Discrete distributions are learnable from metastable samples

Physically motivated stochastic dynamics are often used to sample from high-dimensional distributions. However such dynamics often get stuck in specific regions of their state space and mix very slowly to the desired stationary state. This causes such systems to approximately sample from a metastable distribution which is usually quite different from the desired, stationary distribution of the dynamic. We rigorously show that, in the case of multi-variable discrete distributions, the true model describing the stationary distribution can be recovered from samples produced from a metastable distribution under minimal assumptions about the system. This follows from a fundamental observation that the single-variable conditionals of metastable distributions that satisfy a strong metastability condition are on average close to those of the stationary distribution. This holds even when the metastable distribution differs considerably from the true model in terms of global metrics like Kullback-Leibler divergence or total variation distance. This property allows us to learn the true model using a conditional likelihood based estimator, even when the samples come from a metastable distribution concentrated in a small region of the state space. Explicit examples of such metastable states can be constructed from regions that effectively bottleneck the probability flow and cause poor mixing of the Markov chain. For specific cases of binary pairwise undirected graphical models (i.e. Ising models), we extend our results to further rigorously show that data coming from metastable states can be used to learn the parameters of the energy function and recover the structure of the model.

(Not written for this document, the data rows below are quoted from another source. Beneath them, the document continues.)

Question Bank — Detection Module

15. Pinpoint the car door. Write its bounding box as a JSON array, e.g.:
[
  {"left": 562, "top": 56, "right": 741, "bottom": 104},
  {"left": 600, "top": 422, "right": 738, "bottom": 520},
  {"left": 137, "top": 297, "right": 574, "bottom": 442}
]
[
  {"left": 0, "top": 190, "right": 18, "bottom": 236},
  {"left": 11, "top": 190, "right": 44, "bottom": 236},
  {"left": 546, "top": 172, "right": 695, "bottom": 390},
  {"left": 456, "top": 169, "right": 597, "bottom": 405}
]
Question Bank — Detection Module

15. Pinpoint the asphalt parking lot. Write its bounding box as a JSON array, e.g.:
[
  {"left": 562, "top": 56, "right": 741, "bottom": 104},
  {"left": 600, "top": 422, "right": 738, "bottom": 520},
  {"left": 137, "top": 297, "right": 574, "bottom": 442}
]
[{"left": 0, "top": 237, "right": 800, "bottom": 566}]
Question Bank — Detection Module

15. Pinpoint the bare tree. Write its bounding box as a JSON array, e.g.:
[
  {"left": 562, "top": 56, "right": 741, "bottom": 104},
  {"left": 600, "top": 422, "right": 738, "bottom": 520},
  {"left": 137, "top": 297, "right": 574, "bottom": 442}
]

翻译：物理启发的随机动力学常被用于从高维分布中采样。然而，此类动力学常会陷入状态空间的特定区域，并以极慢的速度混合至期望的平稳态。这导致系统实际上是从亚稳态分布中近似采样，而该分布通常与动力学所期望的平稳分布存在显著差异。我们严格证明，在多变量离散分布的情形下，即使仅基于系统的最小假设，仍可从亚稳态分布产生的样本中恢复描述平稳分布的真实模型。这一结论源于一个基本观察：满足强亚稳态条件的亚稳态分布，其单变量条件分布在平均意义上接近平稳分布的条件分布。即使亚稳态分布在全局度量（如Kullback-Leibler散度或总变差距离）上与真实模型存在显著差异，该性质依然成立。这一特性使我们能够基于条件似然估计器学习真实模型，即使样本来自集中于状态空间小区域的亚稳态分布。此类亚稳态的显式实例可从那些有效阻碍概率流并导致马尔可夫链混合不良的区域中构造。针对二元成对无向图模型（即伊辛模型）的特例，我们扩展了研究结果，进一步严格证明：利用来自亚稳态的数据可以学习能量函数的参数并恢复模型的结构。